Last Friday, its chairman David Macoboy resigned from the board, its managing director David Riekie moved to a non-executive role and the company reduced its exploration activities in order to conserve cash.

However for companies with a project to build, issuing convertible notes is often the best bet.

Atlantic, which is commissioning its Windimurra vanadium project, this week lined up a $50 million convertible bond facility, following a similar $30 million deal in March.

The bonds will be subscribed by its major shareholder, Droxford International, with interest payable at 17.5 per cent per annum.

If Atlantic subsidiary Midwest Vanadium is unable to provide security, the interest rate will jump even higher to 22.5 per cent.

The new bonds are convertible into ordinary shares at 50 cents per share, a 5 per cent premium to Atlantic’s market price.

The March bonds were convertible at 97 cents per share, but that has been reset to 50 cents, reflecting the fall in Atlantic’s share price.

Issuers of convertible bonds normally aim to redeem them for cash, but in practice they may be converted into ordinary sales, diluting the equity stake of other shareholders.

Waste technology company AnaeCo illustrated the dilutive effect of convertible bond issues last week.

Its major backer and director, Ian Campbell, lifted his stake in the company to 25.1 per cent after converting $2.18 million of loan notes, and a $500,000 loan establishment fee, into ordinary equity. The upside for AnaeCo is that the company will not have to pay interest on the notes – set at 12 per cent of drawn funds.

The loan-for-equity conversion was the second time AnaeCo shareholders have been diluted in the past month.

Engineering contractor Monadelphous was awarded 44 million shares as payment for $2 million worth of work on AnaeCo’s innovative waste treatment plant at Shenton Park.

That was equal to 9.9 per cent of the issued capital at the time; it is now equivalent to 8.9 per cent.

Gresham Advisory Partners managing director Justin Mannolini said in his experience there was not a particularly good level of understanding among boards regarding the true cost of convertible bonds and notes.

“Boards frequently fail to properly evaluate the ‘option’ element inherent in a convertible bond or note, and focus exclusively on the conversion price (premium to market) and/or coupon,” he said.

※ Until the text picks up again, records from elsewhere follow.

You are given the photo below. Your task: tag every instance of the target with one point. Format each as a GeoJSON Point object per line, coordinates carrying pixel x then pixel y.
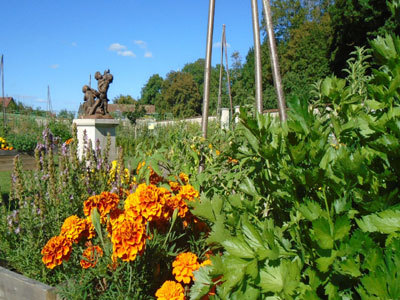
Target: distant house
{"type": "Point", "coordinates": [112, 108]}
{"type": "Point", "coordinates": [8, 102]}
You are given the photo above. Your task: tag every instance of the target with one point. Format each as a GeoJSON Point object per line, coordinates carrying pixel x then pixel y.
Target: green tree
{"type": "Point", "coordinates": [122, 99]}
{"type": "Point", "coordinates": [151, 91]}
{"type": "Point", "coordinates": [139, 112]}
{"type": "Point", "coordinates": [180, 96]}
{"type": "Point", "coordinates": [66, 114]}
{"type": "Point", "coordinates": [357, 21]}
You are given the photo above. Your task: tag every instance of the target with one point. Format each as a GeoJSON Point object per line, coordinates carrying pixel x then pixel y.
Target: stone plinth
{"type": "Point", "coordinates": [14, 286]}
{"type": "Point", "coordinates": [97, 129]}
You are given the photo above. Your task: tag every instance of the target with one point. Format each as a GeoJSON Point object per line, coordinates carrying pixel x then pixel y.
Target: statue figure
{"type": "Point", "coordinates": [90, 95]}
{"type": "Point", "coordinates": [103, 82]}
{"type": "Point", "coordinates": [96, 101]}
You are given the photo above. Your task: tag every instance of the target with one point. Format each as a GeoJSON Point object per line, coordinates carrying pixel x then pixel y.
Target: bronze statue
{"type": "Point", "coordinates": [97, 108]}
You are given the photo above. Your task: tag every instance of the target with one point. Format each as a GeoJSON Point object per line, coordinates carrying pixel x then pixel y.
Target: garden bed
{"type": "Point", "coordinates": [14, 286]}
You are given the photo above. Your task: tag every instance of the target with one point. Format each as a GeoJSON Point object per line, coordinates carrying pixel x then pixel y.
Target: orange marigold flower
{"type": "Point", "coordinates": [184, 265]}
{"type": "Point", "coordinates": [90, 256]}
{"type": "Point", "coordinates": [89, 232]}
{"type": "Point", "coordinates": [57, 249]}
{"type": "Point", "coordinates": [105, 202]}
{"type": "Point", "coordinates": [175, 186]}
{"type": "Point", "coordinates": [128, 237]}
{"type": "Point", "coordinates": [184, 178]}
{"type": "Point", "coordinates": [177, 202]}
{"type": "Point", "coordinates": [73, 228]}
{"type": "Point", "coordinates": [188, 192]}
{"type": "Point", "coordinates": [207, 262]}
{"type": "Point", "coordinates": [145, 201]}
{"type": "Point", "coordinates": [170, 290]}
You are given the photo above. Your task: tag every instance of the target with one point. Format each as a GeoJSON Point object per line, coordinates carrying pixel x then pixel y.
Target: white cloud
{"type": "Point", "coordinates": [116, 47]}
{"type": "Point", "coordinates": [141, 44]}
{"type": "Point", "coordinates": [126, 53]}
{"type": "Point", "coordinates": [218, 45]}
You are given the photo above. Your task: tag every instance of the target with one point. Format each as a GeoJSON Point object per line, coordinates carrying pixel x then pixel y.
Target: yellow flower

“The coupon in particular can be a relatively small contributor to the overall cost of capital under a convertible instrument relative to the conversion terms and other rights.”

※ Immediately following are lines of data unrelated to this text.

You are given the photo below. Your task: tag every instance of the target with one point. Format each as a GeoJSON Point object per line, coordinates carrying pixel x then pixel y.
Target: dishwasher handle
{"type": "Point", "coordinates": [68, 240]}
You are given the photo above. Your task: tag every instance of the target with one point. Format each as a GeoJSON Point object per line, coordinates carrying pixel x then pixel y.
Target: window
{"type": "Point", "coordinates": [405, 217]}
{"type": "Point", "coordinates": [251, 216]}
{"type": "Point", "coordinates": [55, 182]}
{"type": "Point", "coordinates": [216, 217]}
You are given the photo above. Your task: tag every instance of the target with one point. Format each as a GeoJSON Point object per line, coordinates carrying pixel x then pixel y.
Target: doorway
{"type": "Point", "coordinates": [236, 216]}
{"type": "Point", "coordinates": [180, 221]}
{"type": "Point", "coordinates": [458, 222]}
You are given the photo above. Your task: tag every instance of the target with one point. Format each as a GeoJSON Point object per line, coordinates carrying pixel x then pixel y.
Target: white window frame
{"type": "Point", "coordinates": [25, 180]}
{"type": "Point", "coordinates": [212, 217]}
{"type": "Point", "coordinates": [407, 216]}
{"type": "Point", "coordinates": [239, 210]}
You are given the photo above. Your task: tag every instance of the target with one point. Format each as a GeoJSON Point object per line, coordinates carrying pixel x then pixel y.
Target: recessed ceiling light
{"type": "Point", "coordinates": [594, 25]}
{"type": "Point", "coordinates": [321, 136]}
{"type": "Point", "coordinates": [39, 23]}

RM Corporate Finance director Guy Le Page, who is advising Ram Resources, described convertible notes as an interim funding facility.

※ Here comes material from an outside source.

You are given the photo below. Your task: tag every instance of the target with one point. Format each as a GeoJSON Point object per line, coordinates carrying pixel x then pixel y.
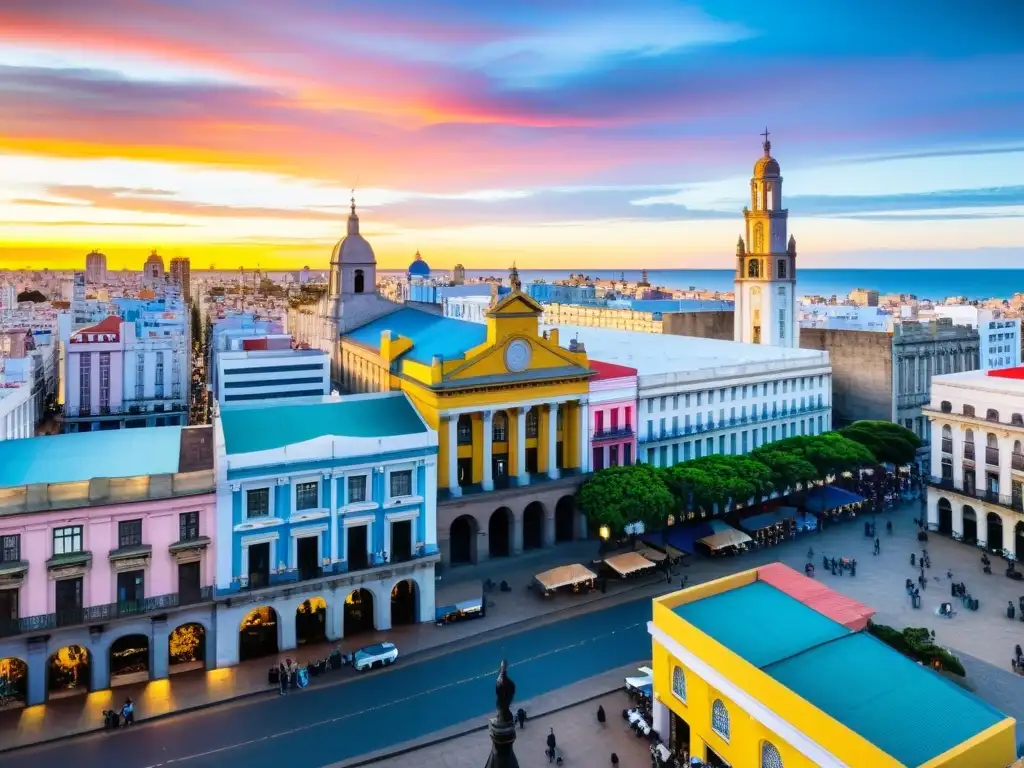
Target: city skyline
{"type": "Point", "coordinates": [558, 137]}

Ram is planning to issue $600,000 of convertible notes with an unusually low interest rate of 4 per cent; the upside for investors is that the conversion price will be the lower of 0.2 cents or 85 per cent of the market price.

In some cases, interim financing becomes a long-term outcome.

In November 2008, Bannerman Resources announced a $10 million convertible note facility as ‘interim financing’.

In December last year, it refinanced most of the notes with a new, two-year $8 million convertible note.

Mr Mannolini said terms and practice varied widely, depending on market conditions, the objectives of the issuer, and their financial condition and prospects.

“In short, there is little standardisation and hence it is difficult to compare different instruments,” he said.

Recent issuers include Redbank Copper, which is negotiating a complex restructuring with Balcatta investment group Investmet.

As the restructure has been delayed, Redbank has agreed to issue up to $1.5 million of convertible loan notes to Investmet. The notes have a 10 per cent coupon and expire at the end of the year.

Carbon Conscious is planning to issue up to $2 million of convertible notes, with the same coupon rate of 10 per cent per annum.

In addition it will pay a commitment fee of 5 per cent per annum on any undrawn notes.

Like Ram, investors in these notes will also benefit from generous conversion terms – the lower of 20 cents per share or 90 per cent of the market price.